IBM gives small university a Watson all its own

Rensselaer Polytechnic Institute, a private research university located in Troy, N.Y., now has a Watson system all its own thanks to a grant from IBM. Watson, if you’ll recall, is the system that defeated two Jeopardy! champions (and our own Stacey Higginbotham) in 2011. It uses a wide array of data analysis techniques — including, most notably, natural language processing — to understand questions posed in plain English and then searches its vast database for the best answers.

However, despite the obligatory cracks about a rise of the machines or Watson as our new robot overlord, the system is actually limited in its functionality. At this point, it is designed specifically to answer questions and only has access to the data that been uploaded into it (15TB in the case of the Rensselaer system). It’s an impressive feat of software engineering, but Watson is not yet a self-learning system with access to all the world’s data.

Maybe putting a system in place at Rensselaer, and generally giving universities access to Watson, can change that. According to a press release announcing the Rensselaer grant:

“Rensselaer faculty and students will seek to further sharpen Watson’s reasoning and cognitive abilities, while broadening the volume, types, and sources of data Watson can draw upon to answer questions. Additionally, Rensselaer researchers will look for ways to harness the power of Watson for driving new innovations in finance, information technology, business analytics, and other areas.”
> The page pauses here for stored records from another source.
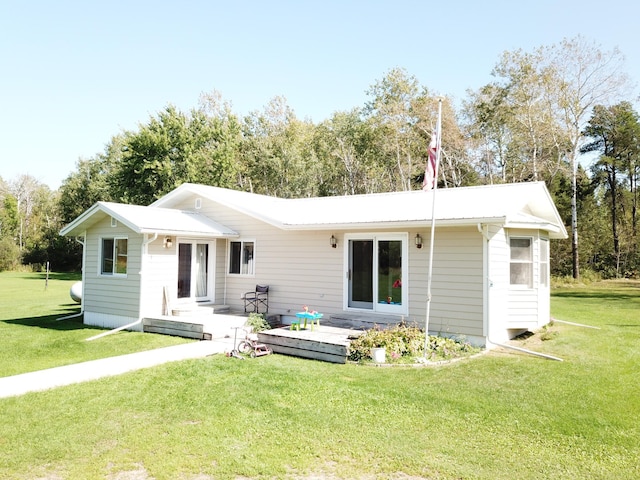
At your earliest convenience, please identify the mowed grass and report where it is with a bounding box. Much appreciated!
[0,274,640,480]
[0,272,192,377]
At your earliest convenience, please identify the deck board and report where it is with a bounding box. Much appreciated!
[258,325,362,363]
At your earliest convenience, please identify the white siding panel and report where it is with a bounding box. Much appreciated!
[168,199,483,336]
[83,217,142,321]
[409,226,484,336]
[141,237,178,316]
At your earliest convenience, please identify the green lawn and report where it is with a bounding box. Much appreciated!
[0,274,640,480]
[0,272,192,376]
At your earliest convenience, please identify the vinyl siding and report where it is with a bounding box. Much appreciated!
[169,199,483,336]
[141,236,178,316]
[409,226,484,336]
[83,217,142,324]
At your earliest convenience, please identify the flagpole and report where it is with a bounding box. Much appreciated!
[424,98,442,358]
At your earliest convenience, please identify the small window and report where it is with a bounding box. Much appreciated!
[509,238,533,288]
[229,241,254,275]
[100,238,128,275]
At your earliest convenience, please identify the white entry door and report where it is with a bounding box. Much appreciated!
[178,240,215,302]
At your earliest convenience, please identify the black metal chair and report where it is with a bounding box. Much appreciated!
[244,285,269,313]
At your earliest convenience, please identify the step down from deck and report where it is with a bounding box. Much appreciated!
[171,303,229,317]
[142,318,212,340]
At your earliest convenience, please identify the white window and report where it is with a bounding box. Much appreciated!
[229,240,255,275]
[100,237,128,275]
[509,238,533,288]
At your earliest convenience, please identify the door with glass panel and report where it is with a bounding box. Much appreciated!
[347,235,407,314]
[178,240,213,302]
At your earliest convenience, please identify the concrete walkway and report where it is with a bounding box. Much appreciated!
[0,314,254,398]
[0,338,233,398]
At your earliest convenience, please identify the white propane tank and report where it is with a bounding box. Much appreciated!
[69,282,82,303]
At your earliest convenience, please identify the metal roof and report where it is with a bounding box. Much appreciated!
[60,202,238,238]
[152,182,567,238]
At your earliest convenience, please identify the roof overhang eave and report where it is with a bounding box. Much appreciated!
[138,228,240,239]
[279,217,505,230]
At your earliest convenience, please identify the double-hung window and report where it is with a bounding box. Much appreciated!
[509,237,533,288]
[100,237,128,275]
[229,240,255,275]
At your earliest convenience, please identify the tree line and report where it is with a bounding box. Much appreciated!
[0,37,640,278]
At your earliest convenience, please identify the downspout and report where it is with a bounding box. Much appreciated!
[87,232,158,342]
[56,234,87,322]
[478,223,563,362]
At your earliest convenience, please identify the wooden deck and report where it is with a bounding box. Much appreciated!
[258,325,362,363]
[143,307,408,363]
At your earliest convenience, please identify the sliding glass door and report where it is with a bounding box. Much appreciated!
[347,234,407,314]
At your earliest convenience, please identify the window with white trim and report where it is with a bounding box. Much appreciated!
[229,240,255,275]
[100,237,128,275]
[509,237,533,288]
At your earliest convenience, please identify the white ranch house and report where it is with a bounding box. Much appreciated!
[61,182,567,345]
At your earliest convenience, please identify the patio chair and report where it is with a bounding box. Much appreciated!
[244,285,269,313]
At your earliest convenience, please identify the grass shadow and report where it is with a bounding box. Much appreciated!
[1,309,104,331]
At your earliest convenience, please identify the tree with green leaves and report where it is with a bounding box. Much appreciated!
[582,102,640,276]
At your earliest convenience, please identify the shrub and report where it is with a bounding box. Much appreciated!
[245,313,271,332]
[348,324,479,363]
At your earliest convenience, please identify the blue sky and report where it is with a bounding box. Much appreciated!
[0,0,640,189]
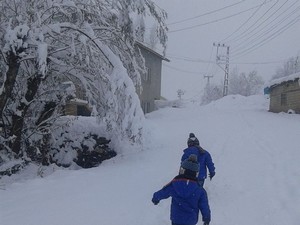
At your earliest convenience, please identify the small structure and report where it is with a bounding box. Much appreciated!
[136,42,170,114]
[265,72,300,113]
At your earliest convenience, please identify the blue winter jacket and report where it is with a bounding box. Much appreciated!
[153,175,210,225]
[181,146,215,180]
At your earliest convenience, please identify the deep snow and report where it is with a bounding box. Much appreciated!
[0,96,300,225]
The latter effort — harnessing Watson’s capabilities in business — is an important corollary to the computer science work of expanding Watson’s functionality. Early talk (and implementations) is all about using Watson to tackle low-hanging fruit such as health care and law where there are mountains of research papers, case law, medical histories, etc., that no single human could possibly read and professionals could benefit from having Watson point them in the right direction, or perhaps identify some information of which they weren’t aware.

But clearly, as we’ll highlight at our Structure: Data conference next month in New York, big data is a problem for companies in all fields and affects everything from business intelligence to logistics. IBM, for example, is already experimenting with Watson in the retail world. The idea of tuning the power of Watson to some of those problems should have CIOs drooling.